Jennifer Faith Weston is a New Zealand veterinary scientist, and as of 2023 is a full professor at Massey University, specialising in dairy animals and their diseases.

==Academic career==

Weston graduated as a veterinarian from Massey University in 1994, and then spent eight years practising in Taranaki, on dairy animals. Weston then joined the faculty of Massey University as a clinical teacher in 2002, running the Farm Services Clinic, and rising to full professor in 2022. Weston completed a PhD titled Investigations into the control of neosporosis in cattle at Massey University in 2011. Weston has led the Bachelor of Veterinary Science programme at Massey since 2016, and the same year was appointed academic dean of Tāwharau Ora School of Veterinary Science.

In addition to her veterinary degree and PhD, Weston also has a Bachelor of Philosophy and a Postgraduate Diploma in Educational Administration and Leadership. Weston's research focuses on dairy cattle and their diseases.

Weston also has an interest in veterinary social work. She has spoken about mental health problems within the veterinary workforce, for instance the stress placed on new graduates who face situations where a pet needs to be euthanised but the owner may not be emotionally prepared. In 2015 she wrote a report on the First International Symposium for Veterinary Mental Health and Suicide Prevention.

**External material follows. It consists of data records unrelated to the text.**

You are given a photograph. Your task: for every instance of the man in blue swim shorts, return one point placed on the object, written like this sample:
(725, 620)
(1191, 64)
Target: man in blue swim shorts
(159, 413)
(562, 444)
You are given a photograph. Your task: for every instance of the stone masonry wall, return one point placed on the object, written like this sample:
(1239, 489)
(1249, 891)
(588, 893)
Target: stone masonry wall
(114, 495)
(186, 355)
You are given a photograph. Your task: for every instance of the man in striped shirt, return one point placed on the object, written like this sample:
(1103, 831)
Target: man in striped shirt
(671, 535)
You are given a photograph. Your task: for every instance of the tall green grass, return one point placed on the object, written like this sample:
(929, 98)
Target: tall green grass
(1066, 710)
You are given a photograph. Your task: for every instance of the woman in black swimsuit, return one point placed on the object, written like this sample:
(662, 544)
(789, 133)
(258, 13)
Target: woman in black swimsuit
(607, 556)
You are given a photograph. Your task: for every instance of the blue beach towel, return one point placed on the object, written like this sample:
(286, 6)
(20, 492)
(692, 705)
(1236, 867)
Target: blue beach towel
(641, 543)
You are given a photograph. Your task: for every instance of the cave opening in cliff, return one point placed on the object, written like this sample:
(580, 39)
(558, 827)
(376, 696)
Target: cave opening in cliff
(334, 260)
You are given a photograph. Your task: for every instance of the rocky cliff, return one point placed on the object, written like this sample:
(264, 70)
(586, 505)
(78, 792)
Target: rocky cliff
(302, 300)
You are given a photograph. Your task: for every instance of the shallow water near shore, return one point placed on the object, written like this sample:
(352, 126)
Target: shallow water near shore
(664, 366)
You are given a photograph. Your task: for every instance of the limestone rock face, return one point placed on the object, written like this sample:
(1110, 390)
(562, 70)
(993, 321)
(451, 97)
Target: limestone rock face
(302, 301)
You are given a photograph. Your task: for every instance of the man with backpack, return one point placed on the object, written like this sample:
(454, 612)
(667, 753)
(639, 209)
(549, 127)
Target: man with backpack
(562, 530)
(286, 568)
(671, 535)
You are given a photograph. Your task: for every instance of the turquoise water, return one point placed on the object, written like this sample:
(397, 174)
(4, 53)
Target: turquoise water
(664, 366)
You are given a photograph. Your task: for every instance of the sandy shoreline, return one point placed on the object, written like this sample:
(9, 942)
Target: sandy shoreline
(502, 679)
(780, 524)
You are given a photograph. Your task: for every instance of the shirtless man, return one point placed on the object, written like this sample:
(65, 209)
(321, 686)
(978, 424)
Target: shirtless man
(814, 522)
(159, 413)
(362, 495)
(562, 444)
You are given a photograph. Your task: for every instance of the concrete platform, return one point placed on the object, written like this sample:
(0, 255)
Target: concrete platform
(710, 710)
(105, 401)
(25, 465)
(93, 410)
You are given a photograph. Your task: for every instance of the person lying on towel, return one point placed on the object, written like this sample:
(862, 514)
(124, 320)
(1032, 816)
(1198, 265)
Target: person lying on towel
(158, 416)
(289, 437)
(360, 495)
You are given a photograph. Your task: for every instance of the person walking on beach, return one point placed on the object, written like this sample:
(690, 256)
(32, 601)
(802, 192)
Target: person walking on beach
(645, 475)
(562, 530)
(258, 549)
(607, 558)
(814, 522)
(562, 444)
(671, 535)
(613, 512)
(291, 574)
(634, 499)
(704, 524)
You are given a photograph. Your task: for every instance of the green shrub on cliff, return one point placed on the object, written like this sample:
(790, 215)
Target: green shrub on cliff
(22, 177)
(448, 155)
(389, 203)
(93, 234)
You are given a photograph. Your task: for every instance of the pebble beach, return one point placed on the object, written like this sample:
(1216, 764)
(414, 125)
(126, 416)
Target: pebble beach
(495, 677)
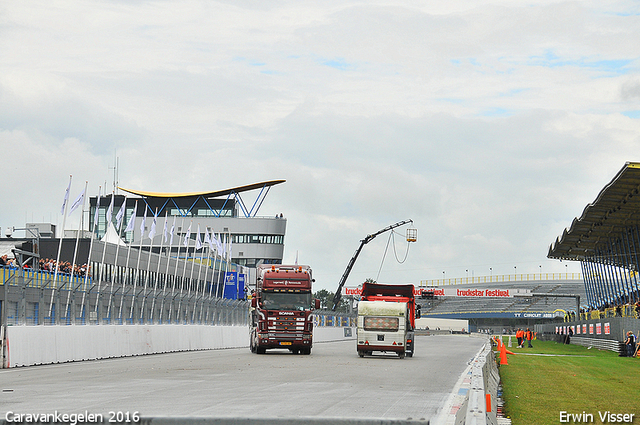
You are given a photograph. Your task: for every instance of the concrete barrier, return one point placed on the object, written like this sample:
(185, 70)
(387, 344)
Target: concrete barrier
(474, 399)
(34, 345)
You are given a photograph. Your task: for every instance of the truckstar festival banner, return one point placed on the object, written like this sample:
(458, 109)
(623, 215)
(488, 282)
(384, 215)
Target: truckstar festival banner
(457, 292)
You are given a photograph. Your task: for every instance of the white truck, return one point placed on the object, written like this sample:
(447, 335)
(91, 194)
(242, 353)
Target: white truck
(386, 319)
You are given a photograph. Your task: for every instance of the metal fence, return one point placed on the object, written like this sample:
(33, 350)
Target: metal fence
(40, 298)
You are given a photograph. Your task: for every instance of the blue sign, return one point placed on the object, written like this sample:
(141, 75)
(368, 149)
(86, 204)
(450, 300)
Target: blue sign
(242, 289)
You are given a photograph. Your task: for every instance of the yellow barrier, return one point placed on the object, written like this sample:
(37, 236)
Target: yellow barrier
(525, 277)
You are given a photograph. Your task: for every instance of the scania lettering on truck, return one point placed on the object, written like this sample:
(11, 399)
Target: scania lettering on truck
(281, 309)
(386, 319)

Weston served one term as President of New Zealand Veterinary Association. She is a board member of the Veterinary Council of New Zealand.

== Honours and awards ==
Weston was awarded the New Zealand Veterinary Association Outstanding Service Award in 2011, and was appointed an honorary life member in 2016.

In 2009 she won the Young Dairy Scientist Communication Award at the Large Herds Conference, for a paper on Neospora caninum in dairy cattle.